Having read Adam Jacobs’ The Pathologies of Big Data and Stefano Mazzocchi’s Data Smoke and Mirrors I found myself asking: what is the motivation for people to publish linked data, and in turn to consume it (sounds funny you think? well, just because the data is available doesn’t necessarily mean it is useful or actually used ;)
Ok, so let’s start with a nice statement from Adam’s ACM article:
Here’s the big truth about big data in traditional databases: it’s easier to get the data in than out.
Yup, I think I agree and I guess the same is true for Linked Data. There are tons of ‘cheap’ ways to publish in RDF (for example, regarding relational databases, we’re currently try to define a standard). However, there is still a need for high quality data and high quality links between the data items in order to allow the data to be used sensibly in applications!
Right, so my hunch is that for data providers there are a couple of reasons to publish their data in an open and easily accessible way, but I guess one main reason may be that due to providing the raw data, one can simply cut costs. Rather than writing a Web application that serves humans and offering an additional Web service/API (such as flickr or delicious did) , one can expose the original data directly via Linked Data and open up the possibility for others to develop cool applications on top of it (see also our recent work in this direction).

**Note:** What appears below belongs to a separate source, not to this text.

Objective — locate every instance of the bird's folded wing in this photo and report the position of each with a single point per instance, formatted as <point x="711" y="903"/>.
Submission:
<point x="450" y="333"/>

On the other hand, data consumers benefit from a single (RESTful) API with a uniform data model (RDF, in case it isn’t that obvious ;), which in turn enables simplified development of applications and allows the reuse of data (just like the BBC doesn’t have to maintain the artist and song data themselves anymore, but reuses MusicBrainz data).
Let me know – what is your incentive to publish/consume Linked Data?